Amsterdamska barka jest schronieniem dla dziesiątek kotów już od dziesiątek lat. fotolia.com/ fot.Dmitry/ royalty free
Historia kociej łodzi
Mimo posiadania całkiem sporych rozmiarów domu z czasem pani Weelde i kotom zaczęło robić się w nim ciasno. A przybłędów, znajd i porzuconych kociaków wcale nie ubywało… Potrzebne było kolejne miejsce, w którym mogłyby się schronić i zostać otoczone odpowiednią opieką i miłością. Podczas jednego ze spacerów wzdłuż malowniczych amsterdamskich kanałów kocia dama wpadła na genialny pomysł zakupu barki mieszkalnej i przetransformowania jej w schronisko dla futrzastych przyjaciół. Jak pomyślała, tak zrobiła i w 1968 nastąpiło otwarcie pierwszej łodzi zacumowanej u brzegu kanału Singel o nazwie de Tjalk.
Arka dla futrzaków
Ale to nie wszystko. Pani Weelde przecież nie dałaby sobie rady z tym wszystkim sama. Już w latach 60. pojawili się pierwsi ochotnicy – pomagali przy opiece nad kotami i robią to do teraz. Utrzymanie Arki zależne jest wyłącznie od datków, które otrzymuje od różnych fundacji i osób prywatnych, chcących wesprzeć tę piękną, długoletnią inicjatywę.
Turystyczna atrakcja Amsterdamu
Obecnie na De Poezenboot rezyduje 50 mruczących mieszkańców. 14 na stałe, reszta przybywa tam na chwilę – otrzymują odpowiednią opiekę lekarską, zostają poddane kwarantannie, uczą się życia z ludźmi i innymi kotami, a potem są one oddawane do adopcji. Kocia arka to magnes na miłośników tych zwierząt i większość z nich nie musi czekać długo, aby znaleźć nowy, kochający dom.

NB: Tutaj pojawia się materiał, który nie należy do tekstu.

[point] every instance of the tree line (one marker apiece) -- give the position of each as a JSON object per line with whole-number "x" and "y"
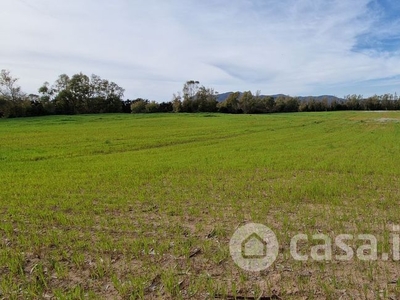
{"x": 82, "y": 94}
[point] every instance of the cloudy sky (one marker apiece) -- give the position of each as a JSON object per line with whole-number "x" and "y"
{"x": 151, "y": 47}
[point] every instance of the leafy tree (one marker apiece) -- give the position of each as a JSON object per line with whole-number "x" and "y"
{"x": 9, "y": 90}
{"x": 230, "y": 104}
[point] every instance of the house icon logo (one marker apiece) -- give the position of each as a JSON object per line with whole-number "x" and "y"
{"x": 254, "y": 247}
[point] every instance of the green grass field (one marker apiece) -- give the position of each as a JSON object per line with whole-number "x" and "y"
{"x": 144, "y": 206}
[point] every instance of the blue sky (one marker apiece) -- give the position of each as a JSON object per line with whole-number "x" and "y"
{"x": 151, "y": 47}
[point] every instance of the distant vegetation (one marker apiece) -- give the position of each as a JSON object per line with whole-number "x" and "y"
{"x": 81, "y": 94}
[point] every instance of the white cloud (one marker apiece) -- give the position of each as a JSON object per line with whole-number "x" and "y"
{"x": 151, "y": 47}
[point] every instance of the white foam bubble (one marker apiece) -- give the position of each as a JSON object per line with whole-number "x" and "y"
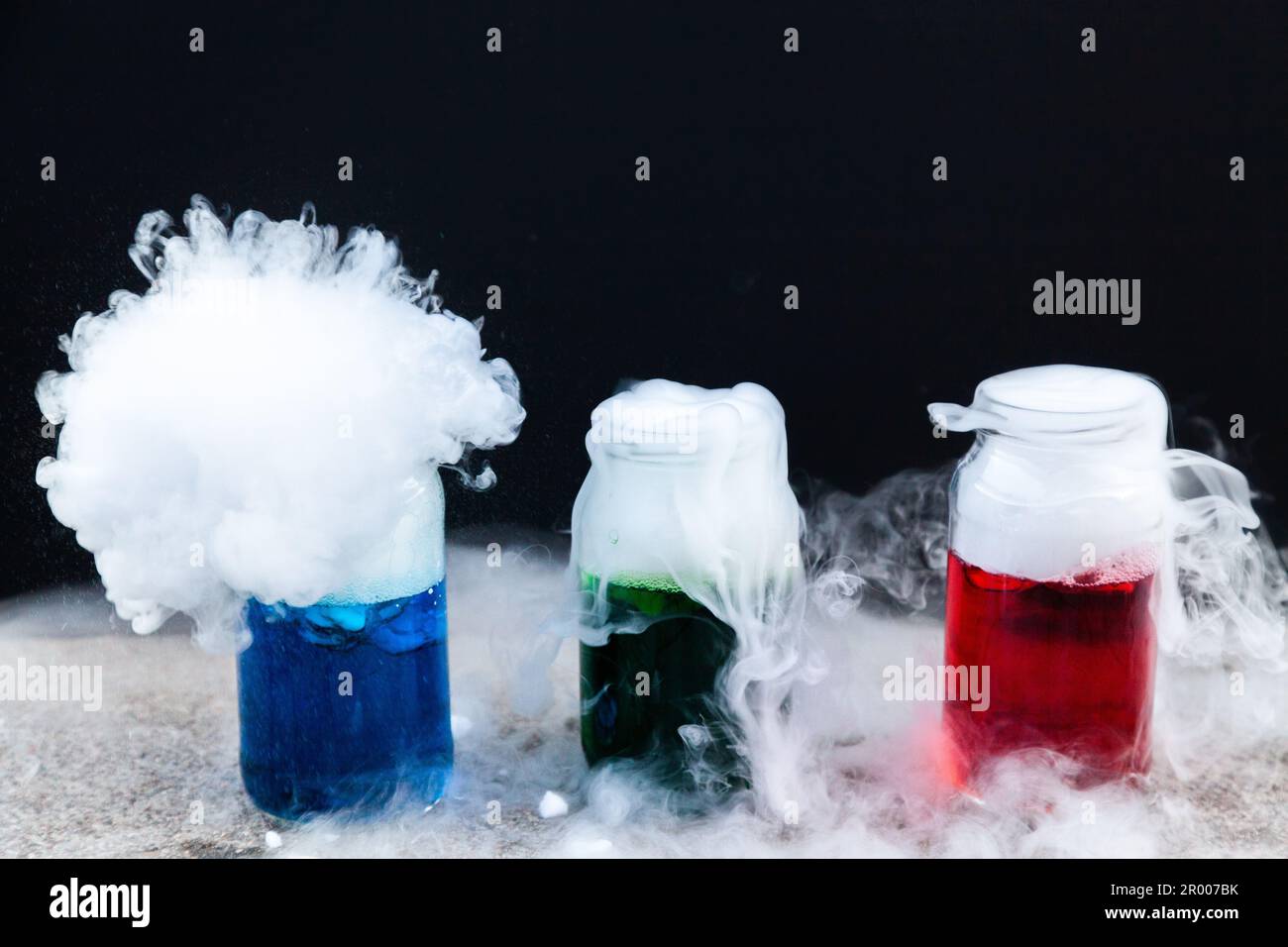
{"x": 1065, "y": 474}
{"x": 687, "y": 486}
{"x": 266, "y": 420}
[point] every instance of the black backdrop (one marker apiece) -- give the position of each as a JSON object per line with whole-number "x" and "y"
{"x": 768, "y": 169}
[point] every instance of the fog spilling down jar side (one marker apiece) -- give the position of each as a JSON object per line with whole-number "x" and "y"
{"x": 681, "y": 525}
{"x": 346, "y": 702}
{"x": 1057, "y": 536}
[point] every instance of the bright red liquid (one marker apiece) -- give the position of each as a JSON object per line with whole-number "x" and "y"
{"x": 1070, "y": 668}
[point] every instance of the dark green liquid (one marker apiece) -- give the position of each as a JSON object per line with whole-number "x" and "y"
{"x": 682, "y": 651}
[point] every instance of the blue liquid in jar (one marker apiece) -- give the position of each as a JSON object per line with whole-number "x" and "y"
{"x": 309, "y": 741}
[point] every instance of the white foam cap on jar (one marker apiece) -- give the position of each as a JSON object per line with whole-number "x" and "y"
{"x": 1074, "y": 402}
{"x": 1077, "y": 472}
{"x": 687, "y": 484}
{"x": 411, "y": 560}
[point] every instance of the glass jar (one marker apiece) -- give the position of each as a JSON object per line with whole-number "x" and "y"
{"x": 346, "y": 701}
{"x": 682, "y": 526}
{"x": 1056, "y": 543}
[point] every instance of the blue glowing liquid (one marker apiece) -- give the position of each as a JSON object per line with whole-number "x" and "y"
{"x": 307, "y": 745}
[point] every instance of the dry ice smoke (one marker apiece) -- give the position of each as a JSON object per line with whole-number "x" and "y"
{"x": 688, "y": 491}
{"x": 254, "y": 423}
{"x": 849, "y": 772}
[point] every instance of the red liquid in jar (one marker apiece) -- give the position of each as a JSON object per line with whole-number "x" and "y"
{"x": 1070, "y": 667}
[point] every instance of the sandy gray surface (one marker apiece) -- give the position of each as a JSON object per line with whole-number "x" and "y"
{"x": 154, "y": 772}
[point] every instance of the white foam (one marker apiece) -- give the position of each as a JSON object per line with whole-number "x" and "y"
{"x": 250, "y": 425}
{"x": 687, "y": 484}
{"x": 1068, "y": 471}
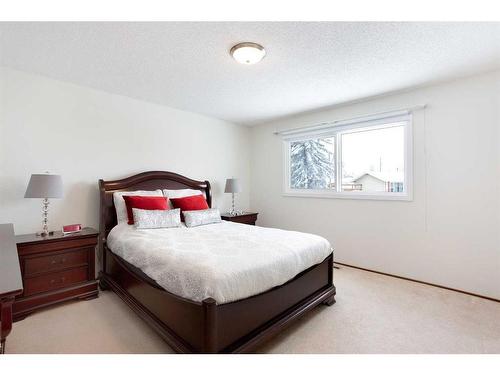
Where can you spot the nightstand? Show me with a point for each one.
(55, 269)
(245, 218)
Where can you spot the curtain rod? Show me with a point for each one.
(353, 120)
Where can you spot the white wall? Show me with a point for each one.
(450, 233)
(84, 135)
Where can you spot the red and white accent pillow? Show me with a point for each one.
(191, 203)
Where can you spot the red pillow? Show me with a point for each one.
(191, 203)
(144, 203)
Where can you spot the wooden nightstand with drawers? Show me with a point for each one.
(54, 269)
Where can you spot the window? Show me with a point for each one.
(368, 159)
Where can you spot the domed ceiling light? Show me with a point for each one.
(248, 53)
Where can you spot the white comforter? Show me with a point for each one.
(226, 261)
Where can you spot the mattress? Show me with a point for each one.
(226, 261)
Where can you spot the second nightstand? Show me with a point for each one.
(245, 218)
(55, 268)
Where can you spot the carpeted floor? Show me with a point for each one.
(373, 314)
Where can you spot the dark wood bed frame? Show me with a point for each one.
(206, 327)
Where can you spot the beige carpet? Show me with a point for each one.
(373, 314)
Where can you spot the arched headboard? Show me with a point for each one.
(143, 181)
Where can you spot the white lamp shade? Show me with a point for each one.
(44, 186)
(232, 186)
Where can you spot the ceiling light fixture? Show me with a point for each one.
(248, 53)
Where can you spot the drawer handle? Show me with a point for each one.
(60, 262)
(61, 280)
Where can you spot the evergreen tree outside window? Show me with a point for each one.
(312, 164)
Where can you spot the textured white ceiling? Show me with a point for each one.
(307, 66)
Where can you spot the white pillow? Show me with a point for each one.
(201, 217)
(121, 208)
(152, 219)
(180, 193)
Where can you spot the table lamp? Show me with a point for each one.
(44, 186)
(233, 186)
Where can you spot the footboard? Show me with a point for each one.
(236, 327)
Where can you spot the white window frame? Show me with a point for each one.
(337, 131)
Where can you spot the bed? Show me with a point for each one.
(190, 324)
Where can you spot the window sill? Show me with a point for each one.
(348, 195)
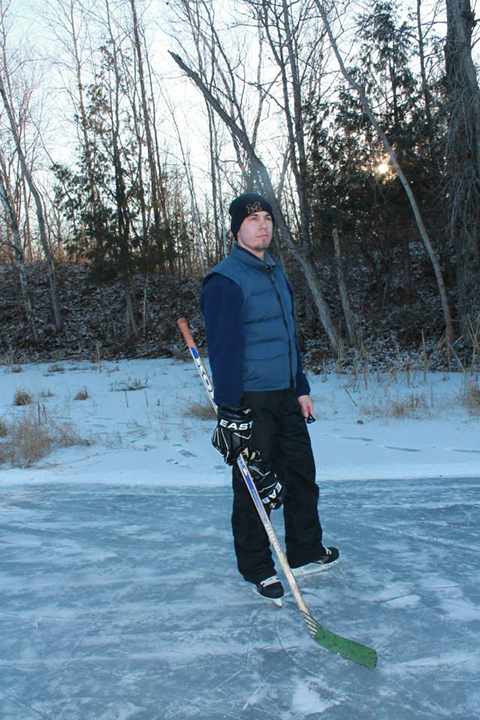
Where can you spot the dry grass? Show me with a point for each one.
(56, 368)
(410, 406)
(200, 409)
(21, 397)
(46, 393)
(82, 394)
(33, 435)
(129, 385)
(471, 397)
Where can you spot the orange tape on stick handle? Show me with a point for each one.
(183, 326)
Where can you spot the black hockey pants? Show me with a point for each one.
(280, 433)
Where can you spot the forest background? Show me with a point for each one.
(126, 128)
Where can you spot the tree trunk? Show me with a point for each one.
(39, 207)
(342, 286)
(449, 330)
(20, 261)
(259, 168)
(463, 159)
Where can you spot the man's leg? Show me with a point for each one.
(296, 467)
(252, 547)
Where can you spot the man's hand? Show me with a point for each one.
(306, 406)
(233, 432)
(272, 492)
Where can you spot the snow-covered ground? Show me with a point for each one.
(119, 595)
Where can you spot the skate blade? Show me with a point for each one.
(306, 571)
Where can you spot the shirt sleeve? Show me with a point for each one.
(301, 382)
(221, 301)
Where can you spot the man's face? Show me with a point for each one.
(255, 233)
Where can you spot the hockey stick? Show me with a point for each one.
(348, 649)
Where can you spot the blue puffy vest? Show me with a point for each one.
(270, 359)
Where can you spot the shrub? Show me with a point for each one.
(56, 368)
(82, 394)
(471, 398)
(34, 434)
(22, 398)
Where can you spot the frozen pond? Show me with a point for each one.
(124, 603)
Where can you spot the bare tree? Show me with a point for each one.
(463, 158)
(19, 257)
(263, 175)
(449, 329)
(27, 174)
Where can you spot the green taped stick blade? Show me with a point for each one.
(348, 649)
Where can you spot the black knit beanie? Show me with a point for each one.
(246, 205)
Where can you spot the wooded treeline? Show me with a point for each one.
(359, 120)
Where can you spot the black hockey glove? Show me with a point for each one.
(233, 432)
(272, 492)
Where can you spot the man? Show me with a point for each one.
(263, 398)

Barkę odwiedzić może każdy. Jest ona dostępna codziennie (oprócz śród i niedziel) w godzinach od 13:00 do 15:00. Wstęp na Arkę jest bezpłatny, ale bardzo mile widziane są datki, dzięki którym kocie miseczki nigdy nie będą puste. Czasem zdarzają się kolejki, jednak czekanie zostanie nagrodzone możliwością podrapania za uchem uroczych rezydentów.